Esse cenário muda quando existe o histórico familiar de HF ou de infarto do miocárdio precoce. Nesta situação, o acompanhamento deve ser a partir dos 2 anos de idade e, geralmente, é feito um teste de DNA, que ajuda a comprovar o diagnóstico.

Quando há o histórico familiar da doença, além do aconselhamento genético, é indicado o que os pais façam as terapias nutricionais medicamentosa para controlar os níveis de LDL e prevenir doenças cardiovasculares.

PERGUNTAS FREQUENTES

A Hipercolesterolemia Familiar mata?

Depende. A doença precisa ser tratada e controlada para garantir a qualidade de vida dos pacientes portadores de HF.

Tenho HF, posso ter filhos?

Sim. Nem todo filho de pais portadores de HF desenvolvem a doença, então existem chances de o bebê nascer sem a doença. Em todo caso, é indispensável comunicar a equipe médica que acompanha a gestação sobre a existência de HF em um dos pais.

Qual a principal forma de identificar a doença?

Ao saber do histórico familiar, é preciso observar as taxas de colesterol no sangue e fazer os exames genéticos para identificar presença de HF.

Quanto tempo dura o tratamento da doença?

O tratamento é para a vida toda. O paciente terá de tomar medicação diariamente, além de praticar atividade física regular, indica pelo médico e também manter uma alimentação saudável para controlar os índices do colesterol.

Que tipo de alimentação portadores de HF devem manter?

Em geral, pacientes da HF devem comer mais alimentos que contenham fibras, legumes e frutas, diariamente, além de evitar alimentos gordurosos, que podem manter as taxas de colesterol altas.

Tenho HF posso sofrer um infarto?

Se o paciente não tratar a hipercolesterolemia ele tem chances de sofrer precocemente um infarto, pois a taxa alta do colesterol é um dos fatores de risco.

Não tenho histórico familiar de HF, não corro risco de ter a doença?

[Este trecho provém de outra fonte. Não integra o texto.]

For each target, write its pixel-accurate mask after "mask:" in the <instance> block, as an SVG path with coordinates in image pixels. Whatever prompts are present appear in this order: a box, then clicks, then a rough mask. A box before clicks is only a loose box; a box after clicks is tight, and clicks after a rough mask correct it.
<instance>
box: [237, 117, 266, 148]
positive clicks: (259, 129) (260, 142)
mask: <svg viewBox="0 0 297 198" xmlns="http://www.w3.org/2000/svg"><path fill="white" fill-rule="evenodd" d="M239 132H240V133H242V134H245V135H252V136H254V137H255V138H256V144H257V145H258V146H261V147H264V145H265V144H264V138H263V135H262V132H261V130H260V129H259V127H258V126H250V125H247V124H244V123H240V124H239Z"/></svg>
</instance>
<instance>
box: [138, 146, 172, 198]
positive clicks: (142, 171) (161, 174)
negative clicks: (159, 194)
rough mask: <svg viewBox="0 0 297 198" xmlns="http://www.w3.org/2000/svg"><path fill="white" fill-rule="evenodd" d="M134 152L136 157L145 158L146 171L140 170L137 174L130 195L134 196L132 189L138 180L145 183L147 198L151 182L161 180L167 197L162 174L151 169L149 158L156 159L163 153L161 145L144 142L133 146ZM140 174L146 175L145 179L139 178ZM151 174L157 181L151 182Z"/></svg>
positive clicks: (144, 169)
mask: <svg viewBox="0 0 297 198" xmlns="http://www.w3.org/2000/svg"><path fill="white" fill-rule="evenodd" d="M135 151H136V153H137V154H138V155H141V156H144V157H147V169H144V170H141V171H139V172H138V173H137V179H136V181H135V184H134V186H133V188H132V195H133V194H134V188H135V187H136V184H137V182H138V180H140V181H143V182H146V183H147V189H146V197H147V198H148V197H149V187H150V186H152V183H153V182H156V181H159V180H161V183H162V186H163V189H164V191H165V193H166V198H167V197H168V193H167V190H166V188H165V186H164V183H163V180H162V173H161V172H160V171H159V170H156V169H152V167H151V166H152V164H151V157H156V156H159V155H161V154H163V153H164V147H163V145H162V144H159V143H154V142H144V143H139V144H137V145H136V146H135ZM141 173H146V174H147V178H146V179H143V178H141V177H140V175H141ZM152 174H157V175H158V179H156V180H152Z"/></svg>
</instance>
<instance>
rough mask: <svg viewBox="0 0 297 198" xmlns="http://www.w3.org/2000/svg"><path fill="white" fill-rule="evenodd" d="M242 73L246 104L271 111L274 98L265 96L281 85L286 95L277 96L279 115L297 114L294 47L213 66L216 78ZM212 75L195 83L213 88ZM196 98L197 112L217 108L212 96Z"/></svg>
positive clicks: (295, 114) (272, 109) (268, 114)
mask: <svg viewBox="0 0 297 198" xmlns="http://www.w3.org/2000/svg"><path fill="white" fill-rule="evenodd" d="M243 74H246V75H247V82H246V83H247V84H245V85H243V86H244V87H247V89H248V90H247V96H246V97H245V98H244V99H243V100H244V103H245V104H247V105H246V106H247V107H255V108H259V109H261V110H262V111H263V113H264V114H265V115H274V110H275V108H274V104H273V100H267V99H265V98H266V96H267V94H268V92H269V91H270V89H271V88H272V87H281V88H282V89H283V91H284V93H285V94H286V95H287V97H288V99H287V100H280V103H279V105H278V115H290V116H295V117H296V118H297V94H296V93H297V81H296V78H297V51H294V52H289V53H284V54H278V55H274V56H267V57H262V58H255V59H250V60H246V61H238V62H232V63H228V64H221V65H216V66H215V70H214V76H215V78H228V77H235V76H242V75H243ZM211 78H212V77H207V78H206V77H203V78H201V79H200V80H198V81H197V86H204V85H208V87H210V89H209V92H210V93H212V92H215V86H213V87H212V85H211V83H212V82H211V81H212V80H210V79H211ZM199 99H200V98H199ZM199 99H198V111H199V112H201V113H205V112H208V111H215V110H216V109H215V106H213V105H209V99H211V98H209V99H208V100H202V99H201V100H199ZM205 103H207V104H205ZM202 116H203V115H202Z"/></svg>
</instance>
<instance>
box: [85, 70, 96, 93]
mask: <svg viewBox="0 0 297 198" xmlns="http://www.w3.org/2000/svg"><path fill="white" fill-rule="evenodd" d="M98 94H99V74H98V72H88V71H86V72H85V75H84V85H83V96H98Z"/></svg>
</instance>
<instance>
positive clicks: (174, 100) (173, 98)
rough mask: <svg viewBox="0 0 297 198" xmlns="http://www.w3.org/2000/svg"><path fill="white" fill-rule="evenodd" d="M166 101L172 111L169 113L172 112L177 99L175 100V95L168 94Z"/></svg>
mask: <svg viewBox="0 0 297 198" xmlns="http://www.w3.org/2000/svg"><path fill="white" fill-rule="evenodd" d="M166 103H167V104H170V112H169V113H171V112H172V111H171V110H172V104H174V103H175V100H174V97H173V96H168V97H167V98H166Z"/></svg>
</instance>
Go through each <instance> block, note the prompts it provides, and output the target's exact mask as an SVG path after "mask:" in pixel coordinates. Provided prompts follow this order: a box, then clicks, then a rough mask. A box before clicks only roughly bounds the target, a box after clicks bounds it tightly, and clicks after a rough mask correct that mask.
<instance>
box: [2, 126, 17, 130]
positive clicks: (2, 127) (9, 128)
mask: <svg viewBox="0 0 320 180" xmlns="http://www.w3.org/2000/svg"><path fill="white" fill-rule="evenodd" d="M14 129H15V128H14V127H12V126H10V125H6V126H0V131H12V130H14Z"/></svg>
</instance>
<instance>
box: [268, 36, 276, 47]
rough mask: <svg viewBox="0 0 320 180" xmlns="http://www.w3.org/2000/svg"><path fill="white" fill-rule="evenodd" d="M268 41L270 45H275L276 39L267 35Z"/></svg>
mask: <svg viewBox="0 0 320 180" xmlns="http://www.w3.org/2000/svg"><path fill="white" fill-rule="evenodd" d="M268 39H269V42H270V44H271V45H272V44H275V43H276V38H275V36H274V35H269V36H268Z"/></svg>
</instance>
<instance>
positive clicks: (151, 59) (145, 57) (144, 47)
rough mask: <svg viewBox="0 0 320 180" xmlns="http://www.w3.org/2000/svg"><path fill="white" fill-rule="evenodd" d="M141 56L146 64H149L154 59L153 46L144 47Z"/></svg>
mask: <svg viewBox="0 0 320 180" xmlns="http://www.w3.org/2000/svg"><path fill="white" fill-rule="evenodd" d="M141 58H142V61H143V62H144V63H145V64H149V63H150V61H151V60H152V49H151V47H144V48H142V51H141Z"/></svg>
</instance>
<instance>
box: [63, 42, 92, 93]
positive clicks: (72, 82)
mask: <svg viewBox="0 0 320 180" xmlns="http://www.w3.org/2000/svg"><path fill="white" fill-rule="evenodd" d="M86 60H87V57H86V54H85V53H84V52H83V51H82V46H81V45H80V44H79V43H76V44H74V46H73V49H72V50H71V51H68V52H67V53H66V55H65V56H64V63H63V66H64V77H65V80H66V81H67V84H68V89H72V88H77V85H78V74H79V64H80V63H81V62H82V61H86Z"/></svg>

A hipercolesterolemina é causada principalmente por ordem genética. Mas, mesmo sem ter o histórico familiar, é importante estar atento ao principal sintoma da doença, que é o colesterol elevado. A indicação para diagnóstico precoce é a partir dos 10 anos para quem não tem casos na família.

Qual o nível de colesterol de pacientes com HF?

Adultos com o colesterol com mais de 190mg/dL e crianças e jovens com mais de 160mg/dL podem sofrer da doença. Nestes casos é importante a confirmação do diagnóstico para iniciar o tratamento adequado.